You see Greek businesses as a help in developing your loan portfolio. How do you intend to proceed? Which businesses are you interested in?

As I mentioned earlier, as of 31 December 2024, international loans amounted to € 1 billion, including loans to the Greek economy. We are interested in growing our loan portfolio in the international business sector, mainly in Greece, and we have set specific targets to achieve this. In addition to the shipping sector, which is of interest to us as we lend to Cypriot and Greek shipowners, we are leveraging our International Business Centre ("IBU") customer base and targeting selective sectors and large, profitable and healthy businesses that are compatible with the Bank's risk profile.

Return to Athens. Science fiction scenario, or at least theoretical thoughts, in a second phase?

The first decision to return to Athens was the listing on the Athens Stock Exchange, which has now proved to be absolutely correct and beneficial for the Bank of Cyprus Group. In a short period of time, we have achieved the objectives we set ourselves, with our shares being included in the General Price Index and our participation currently standing at 4.1%. Trading volumes in our shares have almost tripled and we have started to be covered by analysts who cover Greek companies and banks.

But beyond that, at least at this stage, our thoughts on Greece are limited to what I mentioned earlier, which is our interest in increasing international lending.
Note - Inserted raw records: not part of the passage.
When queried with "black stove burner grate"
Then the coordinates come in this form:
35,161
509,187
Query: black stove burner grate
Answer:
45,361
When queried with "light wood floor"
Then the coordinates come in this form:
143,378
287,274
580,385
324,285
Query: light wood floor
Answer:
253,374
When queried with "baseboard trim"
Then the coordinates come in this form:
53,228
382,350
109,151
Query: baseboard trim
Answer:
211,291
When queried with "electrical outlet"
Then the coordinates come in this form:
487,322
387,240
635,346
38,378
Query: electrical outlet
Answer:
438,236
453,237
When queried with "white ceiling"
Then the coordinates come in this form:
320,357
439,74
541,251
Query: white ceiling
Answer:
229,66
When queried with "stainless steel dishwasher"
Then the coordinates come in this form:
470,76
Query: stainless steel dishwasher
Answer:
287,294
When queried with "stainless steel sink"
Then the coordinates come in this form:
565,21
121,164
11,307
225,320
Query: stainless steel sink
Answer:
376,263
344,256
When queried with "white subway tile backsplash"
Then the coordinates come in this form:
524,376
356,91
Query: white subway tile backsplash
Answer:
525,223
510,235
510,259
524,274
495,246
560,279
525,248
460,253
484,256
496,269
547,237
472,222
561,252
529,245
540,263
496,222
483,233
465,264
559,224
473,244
What are your goals for the future?

Our goal is to continue to deliver strong and stable returns, even in a normalised interest rate environment of around 2%. As you know, the Bank is now rated investment grade by the international rating agencies Standard & Poor's, Moody's and Fitch, reflecting its total return to strong fundamentals.

We maintain our target for a high-teens return on tangible equity (ROTE) of 15% on CET1 fixed capital, and also aim to maintain our cost-income ratio at 40% and our provisioning costs at the lower end of the 40-50 basis point range, so that we can continue to apply our dividend policy and deliver stable value to our shareholders.